Tsoelikane Falls are situated some 5 km from the old Lodge ( Chief Jonathan’s Lodge) in Sehlabathebe National Park, Lesotho.  They are quite impressive, falling some 50 metres in to a large pool before flowing  deeper into Lesotho.  I hadn’t been there in years and felt that a return visit was well overdue.
We got together our old hiking group and  left from  Bushmans Nek  in perfect weather -  There had been a lot of rain in the previous couple of days and it was a case of boots off for the first couple of river crossings.  We reached the top of Bushmans Nek Pass and it was here that we heard the constant sound of dogs barking. From our vantage point above the valley below we witnessed the sad sight of an exhausted Eland surrounded by at least 8 dogs. Further back we could see two poachers approaching. It was immensely frustrating knowing there was nothing we could do and that this is undoubtedly something that occurs frequently. It was reported to the Parks Board authorities and one can only hope that the powers that be will address this growing problem.

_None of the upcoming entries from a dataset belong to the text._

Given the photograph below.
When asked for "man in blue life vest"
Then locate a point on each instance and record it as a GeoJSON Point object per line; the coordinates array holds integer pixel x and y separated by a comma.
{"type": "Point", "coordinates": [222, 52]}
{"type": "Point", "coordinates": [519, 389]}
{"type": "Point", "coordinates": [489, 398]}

We continued on, but our hearts were heavy!
We arrived at our destination for the night and found a perfect camp spot above the Falls.  We noticed that several sign boards had been erected in the area  displaying information on the Falls and surrounding rock art sites.  Clearly the Lesotho Parks authorities are on a drive to encourage tourism, but we nonetheless felt that it detracted a bit from the beauty and remoteness of the area.
The following day we headed back towards the old lodge in very strong winds. It is now empty and derelict and the buildings behind it are being used as a military base by the Lesotho Army.  We spoke to the Lieutenant  who was very friendly and happy for us to go into the lodge for old times sakes.  I have many happy memories of weekends spent at the lodge in its heyday - warm comfortable beds, blazing fires and hot water!  Pure luxury and to top it all we could hire mules and have all our heavy things taken up from the border post.  Those were the days indeed and it is a huge tragedy that this iconic place is being allowed to fall into ruin.  I have been to the ’new’ lodge which is another 5 kms further back and it does not have the same appeal, nor the amazing view of the Devils Knuckles.  The hectic winds had forced some people that were camping nearby to take refuge in the lodge as their tents had been destroyed.  They told us that they had driven past the ’new’ lodge only to find no-one there and it all locked up.
We spent some time in the amazing rock formations before the wind made things very unpleasant and we found a sheltered spot to while away the afternoon. Again there were sign boards everywhere. Fortunately the wind subsided in the late afternoon and we were able to put up our tents and  explore the numerous tarns in the area.
Thick mist rolled in during the night and we walked back down to the border post in cool conditions.  By the time we got to Cedrics Pool, it had all burnt off and the guys made use of the pool. A great couple of days back in the Berg with old friends!